Cette recension d’ouvrage est issue de Politique étrangère (4/2012). Alexandre Kateb propose une analyse de l’ouvrage de Ruchir Sharma, Breakout Nations: In Pursuit of the Next Economic Miracles (New York, W.W. Norton & Co., 2012, 304 pages).

Le thème des pays ou des marchés émergents suscite beaucoup d’intérêt, tant de la part des décideurs économiques et politiques que du grand public. Lorsque les perspectives de croissance s’assombrissent dans les économies avancées de ce que l’on appelait encore il y a quelques années la Triade (Europe occidentale, États-Unis, Japon), c’est vers ces nouveaux marchés et ces économies à forte croissance que se tournent les regards et les appétits. Le livre de Ruchir Sharma, devenu un bestseller, s’inscrit dans une littérature croissante sur ces marchés et ces pays, qui se décline sous des formes multiples, des plus savantes aux plus anecdotiques, des plus objectives aux plus biaisées par des considérations commerciales.
Natif de l’Inde, banquier chez Morgan Stanley à New York, R. Sharma adopte d’emblée le point de vue d’un investisseur étranger sur ces marchés. Mais dans le cadre de son travail, il voyage beaucoup et alimente sa réflexion des discussions qu’il a pu avoir à la fois avec des décideurs politiques de haut rang, comme Vladimir Poutine auquel il a décrit sans ambages la perception qu’avaient les investisseurs de la situation en Russie, et des chauffeurs de taxi qui délivrent une mine d’informations sur la réalité des pays visités. C’est ce qui donne sa saveur à ce livre, qui peut se lire comme des « impressions de voyage » étayées par des analyses économiques, financières et politiques. On apprend ainsi que le prix d’un cocktail dans les palaces est un bon indicateur du potentiel économique d’un pays. Ou encore que le marché des films de série Z au Nigeria est en plein boom et qu’il reflète l’essor de la classe moyenne dans ce pays. C’est aussi dans cet aspect anecdotique que résident les limites du livre, car R. Sharma se contente bien souvent de juxtaposer des anecdotes personnelles, des remarques pertinentes et des conclusions tirées de « notes de recherche » à vocation commerciale, rédigées pour son employeur.

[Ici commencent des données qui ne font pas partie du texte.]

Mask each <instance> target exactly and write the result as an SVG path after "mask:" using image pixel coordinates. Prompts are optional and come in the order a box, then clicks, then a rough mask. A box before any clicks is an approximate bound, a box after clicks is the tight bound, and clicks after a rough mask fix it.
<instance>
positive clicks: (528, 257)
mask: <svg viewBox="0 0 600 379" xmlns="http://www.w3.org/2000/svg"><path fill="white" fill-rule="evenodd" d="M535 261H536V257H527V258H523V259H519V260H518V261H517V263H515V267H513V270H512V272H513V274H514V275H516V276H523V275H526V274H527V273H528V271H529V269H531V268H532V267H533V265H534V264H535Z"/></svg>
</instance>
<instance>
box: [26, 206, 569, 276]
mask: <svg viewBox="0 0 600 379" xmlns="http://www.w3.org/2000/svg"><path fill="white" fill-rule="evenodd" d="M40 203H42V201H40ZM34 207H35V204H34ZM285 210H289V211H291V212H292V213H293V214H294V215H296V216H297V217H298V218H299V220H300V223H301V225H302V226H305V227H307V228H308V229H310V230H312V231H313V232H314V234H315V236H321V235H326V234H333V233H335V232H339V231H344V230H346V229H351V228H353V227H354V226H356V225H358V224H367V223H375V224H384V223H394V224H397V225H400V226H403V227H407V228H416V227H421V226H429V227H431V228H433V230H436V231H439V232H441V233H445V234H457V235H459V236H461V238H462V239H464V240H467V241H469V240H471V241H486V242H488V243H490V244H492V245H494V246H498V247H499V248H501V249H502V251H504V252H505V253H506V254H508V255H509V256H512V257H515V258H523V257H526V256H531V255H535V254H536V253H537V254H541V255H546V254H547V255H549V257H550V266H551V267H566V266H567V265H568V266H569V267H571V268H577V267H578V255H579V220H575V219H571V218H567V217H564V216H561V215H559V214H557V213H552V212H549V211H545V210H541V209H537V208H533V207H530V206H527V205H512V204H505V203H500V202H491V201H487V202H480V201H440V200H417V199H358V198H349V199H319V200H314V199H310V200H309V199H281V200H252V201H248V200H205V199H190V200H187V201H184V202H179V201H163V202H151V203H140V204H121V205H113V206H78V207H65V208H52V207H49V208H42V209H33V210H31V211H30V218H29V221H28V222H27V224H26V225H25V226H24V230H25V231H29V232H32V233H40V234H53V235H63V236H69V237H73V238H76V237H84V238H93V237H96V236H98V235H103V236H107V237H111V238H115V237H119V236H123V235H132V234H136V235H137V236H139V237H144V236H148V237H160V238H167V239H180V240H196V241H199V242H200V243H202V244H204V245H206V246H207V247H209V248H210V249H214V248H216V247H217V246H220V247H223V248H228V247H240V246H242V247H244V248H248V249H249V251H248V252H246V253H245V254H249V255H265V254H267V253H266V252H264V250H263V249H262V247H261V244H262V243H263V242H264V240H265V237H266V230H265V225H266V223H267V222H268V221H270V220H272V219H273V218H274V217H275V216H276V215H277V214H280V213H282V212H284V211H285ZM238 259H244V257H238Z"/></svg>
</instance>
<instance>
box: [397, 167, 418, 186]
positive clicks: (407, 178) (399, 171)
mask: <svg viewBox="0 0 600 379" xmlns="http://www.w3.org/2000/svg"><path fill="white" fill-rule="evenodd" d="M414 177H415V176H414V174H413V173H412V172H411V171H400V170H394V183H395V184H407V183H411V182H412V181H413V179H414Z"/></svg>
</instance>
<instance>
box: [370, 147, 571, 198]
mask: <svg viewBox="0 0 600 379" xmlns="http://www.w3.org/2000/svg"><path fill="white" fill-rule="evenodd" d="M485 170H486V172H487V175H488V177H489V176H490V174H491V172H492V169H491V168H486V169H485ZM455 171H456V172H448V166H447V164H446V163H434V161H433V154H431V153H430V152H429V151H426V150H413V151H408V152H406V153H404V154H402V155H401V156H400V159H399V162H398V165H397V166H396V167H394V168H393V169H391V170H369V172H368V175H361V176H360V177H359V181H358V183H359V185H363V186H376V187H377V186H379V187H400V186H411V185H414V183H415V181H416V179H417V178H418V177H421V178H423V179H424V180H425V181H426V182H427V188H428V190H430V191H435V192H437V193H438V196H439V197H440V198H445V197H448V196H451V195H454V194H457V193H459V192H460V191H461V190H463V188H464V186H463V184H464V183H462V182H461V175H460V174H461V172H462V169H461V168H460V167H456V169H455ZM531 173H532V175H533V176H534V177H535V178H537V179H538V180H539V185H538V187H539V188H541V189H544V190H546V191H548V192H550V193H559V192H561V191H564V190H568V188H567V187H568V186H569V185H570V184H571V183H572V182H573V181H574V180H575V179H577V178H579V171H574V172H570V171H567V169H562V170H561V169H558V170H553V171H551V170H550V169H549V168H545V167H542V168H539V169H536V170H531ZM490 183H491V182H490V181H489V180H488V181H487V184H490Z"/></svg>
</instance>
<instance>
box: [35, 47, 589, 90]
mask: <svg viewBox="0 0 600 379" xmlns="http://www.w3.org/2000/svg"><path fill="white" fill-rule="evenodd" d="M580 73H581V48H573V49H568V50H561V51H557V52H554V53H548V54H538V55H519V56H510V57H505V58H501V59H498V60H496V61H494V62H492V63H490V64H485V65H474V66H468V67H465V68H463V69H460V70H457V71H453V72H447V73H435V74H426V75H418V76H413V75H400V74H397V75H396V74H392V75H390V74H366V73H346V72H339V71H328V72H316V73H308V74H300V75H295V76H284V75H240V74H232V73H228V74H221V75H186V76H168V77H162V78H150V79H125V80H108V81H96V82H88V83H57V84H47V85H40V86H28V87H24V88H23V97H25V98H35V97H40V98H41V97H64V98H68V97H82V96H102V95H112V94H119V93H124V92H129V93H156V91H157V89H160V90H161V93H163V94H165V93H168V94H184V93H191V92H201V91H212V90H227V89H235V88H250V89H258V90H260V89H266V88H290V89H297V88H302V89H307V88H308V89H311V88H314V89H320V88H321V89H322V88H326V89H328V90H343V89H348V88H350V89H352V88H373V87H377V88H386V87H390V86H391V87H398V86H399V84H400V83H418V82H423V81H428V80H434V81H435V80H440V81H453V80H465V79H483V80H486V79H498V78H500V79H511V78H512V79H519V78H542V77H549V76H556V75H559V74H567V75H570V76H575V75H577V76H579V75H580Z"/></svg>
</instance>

Sur le fond, on retiendra que la Chine va connaître une phase de décélération durable de son économie, qui ne débouchera pas nécessairement sur une crise ; que l’Inde et le Brésil doivent desserrer les goulots d’étranglement liés aux infrastructures et au poids de la bureaucratie ; que la Russie est un petrostate dont la gouvernance gagnerait à être améliorée ; et que l’Afrique du Sud reste une économie rentière, avec des inégalités abyssales entre Blancs et Noirs. Tout cela est connu. Plus intéressants, les chapitres sur la Turquie et sur la Corée du Sud, deux pays émergents qui sont souvent présentés comme des modèles de réussite. L’auteur décrypte les changements successifs de paradigme économique dans ces pays et l’habileté de leurs dirigeants à concilier justice sociale, redistribution et croissance. En revanche, on regrettera l’accent quasi religieux mis sur le rôle des marchés et la minoration du rôle de l’État dans le développement de ces pays, symptomatiques d’un certain mantra néolibéral encore porté par Wall Street. Ce « consensus de Washington » a été remis en cause sur les plans tant empirique que théorique (voir les travaux de Dani Rodrik ou de Ha-Joon Chang), mais il continue à structurer la vision du monde des banquiers anglo-saxons. En définitive, le livre de R. Sharma nous invite au voyage, mais on se gardera de prendre ses observations et ses prescriptions trop à la lettre.